Processes
The development of this kind of exposition will vary somewhat according to the nature of the subject. If you are explaining a process—how to make a campfire, or how to find the width of an unbridged river, or how to make bread—you will naturally follow the chronological order and tell what to do first, what second, and so on. If several materials are to be used in the process, you may enumerate them all at the beginning, for collection, or state them piece by piece as they are needed. For example, you may say, "In making a kite you will need so many pieces of such wood of such and such sizes, with paper or cloth, strong twine, glue, nails, etc." You may cast the whole process into a personal mood by telling how some one, perhaps yourself, did it on a previous occasion. This method, if it is judiciously used, adds interest. You must take care not to seem to encumber obviously simple directions, however, with the machinery of personal narrative so that the whole account is longer than it should be. In case you are treating some process in which mistakes are easily made, you can often help the reader by showing how some one—preferably yourself—did it wrongly and thereby came to grief. Or you can state concisely what not to do if there is chance for mistake. In developing films, for example, you may warn the reader not to mix any of the Hypo with the Fixing Bath; in picking his apples not to break the twigs of the tree; in paddling a canoe through rapids not to become excited. Note how, in the account which follows of how to handle a punt, the author makes the material quite human and personal—to the reader's pleasure.

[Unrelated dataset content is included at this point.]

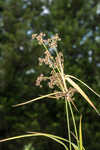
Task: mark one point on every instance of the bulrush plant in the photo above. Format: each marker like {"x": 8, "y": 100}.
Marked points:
{"x": 65, "y": 86}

You may get yourself a tub or a working-boat or a wherry, a rob-roy or a dinghy, for every craft that floats is known on the Thames; but the favorite craft are the Canadian canoe and the punt. The canoe you will be familiar with, but your ideas of a punt are probably derived from a farm-built craft you have poled about American duck-marshes—which bears about the same relationship to this slender, half-decked cedar beauty that a canal-boat bears to a racing-shell.
During your first perilous lessons in punting, you will probably be in apprehension of ducking your mentor, who is lounging among the cushions in the bow. But you cannot upset the punt any more than you can discompose the Englishman; the punt simply upsets you without seeming to be aware of it. And when you crawl dripping up the bank, consoled only by the fact that the Humane Society man was not on hand with his boat-hook to pull you out by the seat of the trousers, your mentor will gravely explain how you made your mistake. Instead of bracing your feet firmly on the bottom and pushing with the pole, you were leaning on the pole and pushing with your feet. When the pole stuck in the clay bottom, of course it pulled you out of the boat.
Steering is a matter of long practice. When you want to throw the bow to the left, you have only to pry the stern over to the right as you are pulling the pole out of the water. To throw the bow to the right, ground the pole a foot or so wide of the boat, and then lean over and pull the boat up to it. That is not so easy, but you will learn the wrist motion in time. When all this comes like second nature, you will feel that you have become a part of the punt, or rather that the punt has taken life and become a part of you.
A particular beauty of punting is that, more than any other sport, it brings you into personal contact, so to speak, with the landscape. In a few days you will know every inch of the bottom of the Char, some of it perhaps by more intimate experience than you desire. Over there, on the other curve of the bend, the longest pole will not touch bottom. Fight shy of that place. Just beyond here, in the narrows, the water is so shallow that you can get the whole length of your body into every sweep. As for the shrubbery on the bank, you will soon learn these hawthorns, if only to avoid barging into them. And the Magdalen chestnut, which spreads its shade so beautifully above the water just beyond, becomes quite familiar when its low-reaching branches have once caught the top of your pole and torn it from your hands.[57]